On the days I forget the iPod it’s usually all right, depending on how many pages I have left in whatever book I’m reading. It can get ugly if I finish the book before the bus comes, but occasionally I’ll throw The Stranger into the breach and Last Days and Savage Love will hold me until my stop. I won’t discuss the times I am without both book and iPod and also without auxiliary reading material because I fear to damage the image you have, somewhere in your head I’m sure, of me as being kind and sweet and gentle and good. Let’s say no more about it.

Anyway, when it’s an Only iPod Day, I have to use a special system to make sure that no one bothers me on the bus. It’s a little risky, but it totally works. The system is this: Pretend That You Are Starring In An Imaginary Private Music Video.

(By the way, I have to admit I don’t really know what’s going on in music videos these days…and by “these days,” of course, I mean, “since 1991.” I remember the Freedom ‘90 thing because I loved that song and because, you know, supermodels, and then I think I remember something about how Alanis is in the car and then all of a sudden there’s another Alanis and she’s wearing a hat. And there’s also something I seem to recall about Missy Elliot wearing a puffy silver suit and she dances around. I think. So you have to keep this in mind when I tell you about pretending you are starring in your own imaginary private music video, that the imaginary private music video in which I star may be completely different from the one in your head and maybe neither of our videos would even make it onto MTV. Anyway, it doesn’t matter, as it’s the system that counts.)

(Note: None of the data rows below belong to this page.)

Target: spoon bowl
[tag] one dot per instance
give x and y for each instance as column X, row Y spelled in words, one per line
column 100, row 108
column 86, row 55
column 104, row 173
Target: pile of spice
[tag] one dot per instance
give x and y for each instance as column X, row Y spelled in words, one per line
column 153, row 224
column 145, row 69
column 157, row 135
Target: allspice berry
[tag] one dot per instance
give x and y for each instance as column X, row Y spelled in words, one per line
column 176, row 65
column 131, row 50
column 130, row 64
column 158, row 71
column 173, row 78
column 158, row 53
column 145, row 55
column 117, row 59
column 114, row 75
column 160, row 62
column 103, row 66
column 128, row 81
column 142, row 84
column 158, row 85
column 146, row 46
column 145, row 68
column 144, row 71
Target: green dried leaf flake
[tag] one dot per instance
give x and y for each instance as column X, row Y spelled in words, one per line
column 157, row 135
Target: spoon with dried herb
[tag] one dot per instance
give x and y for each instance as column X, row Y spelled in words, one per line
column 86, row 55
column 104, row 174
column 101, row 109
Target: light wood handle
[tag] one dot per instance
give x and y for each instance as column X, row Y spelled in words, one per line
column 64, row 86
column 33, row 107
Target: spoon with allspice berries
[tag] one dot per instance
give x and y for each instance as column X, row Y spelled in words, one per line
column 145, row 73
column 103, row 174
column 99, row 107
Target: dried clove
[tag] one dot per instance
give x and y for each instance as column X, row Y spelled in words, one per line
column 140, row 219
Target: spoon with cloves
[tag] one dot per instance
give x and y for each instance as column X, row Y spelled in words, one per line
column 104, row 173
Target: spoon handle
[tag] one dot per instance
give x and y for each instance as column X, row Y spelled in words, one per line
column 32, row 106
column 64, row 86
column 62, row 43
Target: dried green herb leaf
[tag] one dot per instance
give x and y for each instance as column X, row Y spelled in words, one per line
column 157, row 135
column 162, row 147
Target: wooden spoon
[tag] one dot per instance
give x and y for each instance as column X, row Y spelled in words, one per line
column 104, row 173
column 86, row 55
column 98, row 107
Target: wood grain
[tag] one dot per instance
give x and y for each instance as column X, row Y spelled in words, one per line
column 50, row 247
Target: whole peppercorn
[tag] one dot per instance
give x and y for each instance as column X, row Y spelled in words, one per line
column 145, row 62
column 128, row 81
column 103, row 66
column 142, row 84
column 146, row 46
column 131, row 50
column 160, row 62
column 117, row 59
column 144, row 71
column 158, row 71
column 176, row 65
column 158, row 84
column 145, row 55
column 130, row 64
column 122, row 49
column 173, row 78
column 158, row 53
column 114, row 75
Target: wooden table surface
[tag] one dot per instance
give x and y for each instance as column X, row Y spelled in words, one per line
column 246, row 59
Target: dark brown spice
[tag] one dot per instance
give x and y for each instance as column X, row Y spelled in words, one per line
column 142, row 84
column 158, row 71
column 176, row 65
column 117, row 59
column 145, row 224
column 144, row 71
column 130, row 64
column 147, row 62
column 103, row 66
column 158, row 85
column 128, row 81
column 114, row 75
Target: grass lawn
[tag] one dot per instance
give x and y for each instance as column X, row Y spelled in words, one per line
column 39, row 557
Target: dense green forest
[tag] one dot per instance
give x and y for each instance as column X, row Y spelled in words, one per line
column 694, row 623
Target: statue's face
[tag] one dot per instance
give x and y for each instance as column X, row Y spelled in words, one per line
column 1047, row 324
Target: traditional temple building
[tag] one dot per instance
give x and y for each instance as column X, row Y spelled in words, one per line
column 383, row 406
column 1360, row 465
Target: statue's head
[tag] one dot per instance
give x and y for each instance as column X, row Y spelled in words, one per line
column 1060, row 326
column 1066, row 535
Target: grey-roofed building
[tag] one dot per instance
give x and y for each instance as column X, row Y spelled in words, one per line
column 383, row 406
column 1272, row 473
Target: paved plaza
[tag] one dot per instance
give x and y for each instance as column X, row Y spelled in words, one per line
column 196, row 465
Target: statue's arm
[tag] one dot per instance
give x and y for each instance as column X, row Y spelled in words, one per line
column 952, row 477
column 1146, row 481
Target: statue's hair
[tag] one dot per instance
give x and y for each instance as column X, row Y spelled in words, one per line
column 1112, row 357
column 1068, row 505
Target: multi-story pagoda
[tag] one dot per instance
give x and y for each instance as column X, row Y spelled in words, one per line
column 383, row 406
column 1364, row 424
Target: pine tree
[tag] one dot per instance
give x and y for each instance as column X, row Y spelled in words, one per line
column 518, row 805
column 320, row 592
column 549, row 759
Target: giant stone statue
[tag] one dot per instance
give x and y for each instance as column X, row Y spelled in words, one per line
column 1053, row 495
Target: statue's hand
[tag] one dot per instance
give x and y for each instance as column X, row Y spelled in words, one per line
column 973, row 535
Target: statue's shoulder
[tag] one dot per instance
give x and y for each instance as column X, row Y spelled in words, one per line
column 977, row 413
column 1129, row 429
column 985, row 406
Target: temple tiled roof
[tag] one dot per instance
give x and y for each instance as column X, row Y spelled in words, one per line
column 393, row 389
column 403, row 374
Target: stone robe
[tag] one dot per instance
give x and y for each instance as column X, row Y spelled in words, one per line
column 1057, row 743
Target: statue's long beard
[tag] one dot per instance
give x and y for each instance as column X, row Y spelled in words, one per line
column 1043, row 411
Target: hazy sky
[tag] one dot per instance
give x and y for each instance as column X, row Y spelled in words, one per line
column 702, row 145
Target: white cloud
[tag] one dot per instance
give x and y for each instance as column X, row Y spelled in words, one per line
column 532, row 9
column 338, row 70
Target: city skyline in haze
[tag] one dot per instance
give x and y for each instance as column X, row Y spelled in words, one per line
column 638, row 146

So here’s how it works: I choose, usually, a playlist I have called “Journal Writing Music” which is rather…broody, I guess. And I sit by the window…that part is important to the system…and I pretend that all of a sudden the world has gone grainy black and white, and that there is a camera right outside my window, shooting a music video. I make sure to move my head around a lot, but just slightly, you know. Like I let the early rays of sunlight touch my upturned cheekbone for a minute, and then I close my eyes very slowly and I let the camera do a closeup on my individual eyelashes, and then I open my eyes again and heave a little sigh. Sometimes I turn my head real quick as if someone has unexpectedly said my name, and then I roll my eyes a little, as if I’m adorably embarrassed with myself, like, oh, ha HA, I thought someone said my name! Ha! On the bus! Imagine that! And then I do this thing where I raise my eyebrows a little and then make a little moue with my mouth and then smile secretly to myself, all the while looking in the general direction of the (imaginary) camera outside the bus window that is shooting the imaginary private music video.

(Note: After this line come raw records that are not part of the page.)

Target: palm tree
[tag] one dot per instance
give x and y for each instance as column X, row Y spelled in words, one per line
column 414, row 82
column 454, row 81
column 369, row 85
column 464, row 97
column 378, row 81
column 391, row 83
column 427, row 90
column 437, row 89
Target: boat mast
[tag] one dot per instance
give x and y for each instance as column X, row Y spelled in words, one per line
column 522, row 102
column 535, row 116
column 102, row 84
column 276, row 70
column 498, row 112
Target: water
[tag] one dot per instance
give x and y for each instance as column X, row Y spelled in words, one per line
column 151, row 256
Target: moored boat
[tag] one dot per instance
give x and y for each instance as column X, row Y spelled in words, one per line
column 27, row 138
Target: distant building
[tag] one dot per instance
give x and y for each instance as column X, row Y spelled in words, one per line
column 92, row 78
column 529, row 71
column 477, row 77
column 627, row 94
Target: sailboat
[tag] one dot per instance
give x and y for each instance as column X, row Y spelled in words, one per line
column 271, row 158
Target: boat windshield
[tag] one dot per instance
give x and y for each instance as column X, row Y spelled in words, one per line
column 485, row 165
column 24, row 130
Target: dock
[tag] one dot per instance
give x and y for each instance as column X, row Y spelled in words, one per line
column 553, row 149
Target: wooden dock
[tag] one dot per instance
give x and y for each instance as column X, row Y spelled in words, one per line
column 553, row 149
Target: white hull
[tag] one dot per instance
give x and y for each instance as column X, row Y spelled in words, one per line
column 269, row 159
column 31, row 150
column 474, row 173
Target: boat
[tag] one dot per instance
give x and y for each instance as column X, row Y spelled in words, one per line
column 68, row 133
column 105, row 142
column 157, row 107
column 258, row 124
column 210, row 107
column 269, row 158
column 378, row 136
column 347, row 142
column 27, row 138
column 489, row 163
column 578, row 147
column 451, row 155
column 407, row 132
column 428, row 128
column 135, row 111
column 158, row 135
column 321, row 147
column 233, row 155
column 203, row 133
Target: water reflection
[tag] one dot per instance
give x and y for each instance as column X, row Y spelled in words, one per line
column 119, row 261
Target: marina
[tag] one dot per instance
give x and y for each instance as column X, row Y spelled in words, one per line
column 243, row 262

That’s all. You just move your head around a lot and pretend there’s a camera on you, only you also have to pretend that you don’t know there’s a camera on you, that you are simply a girl getting on the bus with perfect bone structure and artfully tousled hair, a girl who will be forever associated with whatever song is playing on your iPod during your commute, a girl who closes her perfect eyes luxuriously, right there on the bus. It’s so easy. You keep your pubic bone completely hidden from view. You don’t have to roll around on the floor using your bus pass as a microphone. You don’t have to be prepared with a forty every morning to pour on the head of the bus driver. All you do is look out the window.

This system works pretty well with almost any broody song ( but do NOT try this with New Wave). You can repeat the steps in any order and as needed, although I definitely recommend doing the raise-eybrows-and-make-moue thing at least a couple of times. That looks so good on grainy black and white film, you know? The real kicker, though, is that while it doesn’t attract too much attention…because who cares if you’re opening and closing your eyes a lot, listening to your iPod on the bus…but it makes it very clear to anyone who might want to start an uninvited conversation that you are in very very close contact with the voices in your head. That’s the key, you see, to the system: convincing people that you are crazier than they are and that they would do well to steer clear of you.

Oh, y’all. I know. I know I’m ridiculous.